Matthew Ford

Personal information
- Date of birth: 23 April 1973 (age 51)
- Place of birth: Grimsby, England
- Position(s): Midfielder

College career
- Years: Team / Apps / (Gls)
- 1991–1994: Lock Haven Bald Eagles

Senior career*
- Years: Team / Apps / (Gls)
- 1995–1996: Delaware Wizards
- 1999–2000: Hershey Wildcats / 45 / (5)

= Matthew Ford (footballer) =

English footballer

Matthew Ford is an English retired footballer who played professionally in the USL A-League and was the 2006 USL Executive of the Year.

==Player==
Ford attended Lock Haven University of Pennsylvania, playing on the men's soccer team from 1991 to 1994. He graduated with a bachelor's degree in recreation.

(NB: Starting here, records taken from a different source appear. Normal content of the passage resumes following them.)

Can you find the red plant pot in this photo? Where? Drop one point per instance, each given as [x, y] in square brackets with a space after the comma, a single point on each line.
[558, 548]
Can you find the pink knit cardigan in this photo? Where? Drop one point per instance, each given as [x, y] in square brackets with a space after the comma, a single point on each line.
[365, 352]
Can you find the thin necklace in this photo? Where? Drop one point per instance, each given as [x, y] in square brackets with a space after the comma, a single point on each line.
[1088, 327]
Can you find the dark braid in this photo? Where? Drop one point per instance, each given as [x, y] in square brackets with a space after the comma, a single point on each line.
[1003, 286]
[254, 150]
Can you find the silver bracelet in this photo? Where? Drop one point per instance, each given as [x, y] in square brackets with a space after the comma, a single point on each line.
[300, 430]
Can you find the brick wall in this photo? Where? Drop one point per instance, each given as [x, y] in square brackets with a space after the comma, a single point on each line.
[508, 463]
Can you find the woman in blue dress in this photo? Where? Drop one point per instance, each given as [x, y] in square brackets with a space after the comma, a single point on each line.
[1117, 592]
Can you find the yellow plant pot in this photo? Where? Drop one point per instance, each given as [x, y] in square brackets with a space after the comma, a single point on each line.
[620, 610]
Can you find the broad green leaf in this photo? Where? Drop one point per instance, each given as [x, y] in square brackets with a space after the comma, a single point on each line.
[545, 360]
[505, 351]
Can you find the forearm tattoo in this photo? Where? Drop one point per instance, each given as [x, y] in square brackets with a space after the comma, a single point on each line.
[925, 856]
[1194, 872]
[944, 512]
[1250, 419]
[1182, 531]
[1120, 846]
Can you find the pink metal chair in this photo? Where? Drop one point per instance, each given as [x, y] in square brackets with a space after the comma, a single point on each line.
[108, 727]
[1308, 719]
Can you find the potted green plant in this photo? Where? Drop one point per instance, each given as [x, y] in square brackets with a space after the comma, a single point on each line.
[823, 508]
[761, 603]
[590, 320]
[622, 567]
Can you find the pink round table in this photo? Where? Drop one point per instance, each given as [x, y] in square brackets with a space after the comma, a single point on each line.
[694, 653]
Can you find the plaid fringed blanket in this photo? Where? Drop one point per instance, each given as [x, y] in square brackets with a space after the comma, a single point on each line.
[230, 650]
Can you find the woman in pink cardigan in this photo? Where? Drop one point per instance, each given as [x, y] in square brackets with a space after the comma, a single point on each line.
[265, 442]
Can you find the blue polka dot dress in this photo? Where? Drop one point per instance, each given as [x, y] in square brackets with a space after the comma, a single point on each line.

In 1995 and 1996, he played for the Delaware Wizards of the USISL. He returned to playing in 1998 with the Hershey Wildcats of the USL A-League. Ford retired from playing after the 2000 season.

==Executive==
In 1998, Ford became the Team Operations coordinator for the Hershey Wildcats. He was the 1998 A-League Operation's Director of the Year. In October 2000, he became the General Manager for the Wildcats. In December 2001, Ford became the General Manager of the Sports and Entertainment Group which managed several sports operations in Hershey, including the Giant Center. In January 2006, Ford was hired as vice president of the Rochester Rhinos. He was named the 2006 USL Executive of the Year. In April 2008, Ford became the president of the Rhinos. In September 2009, the Rhinos fired Ford.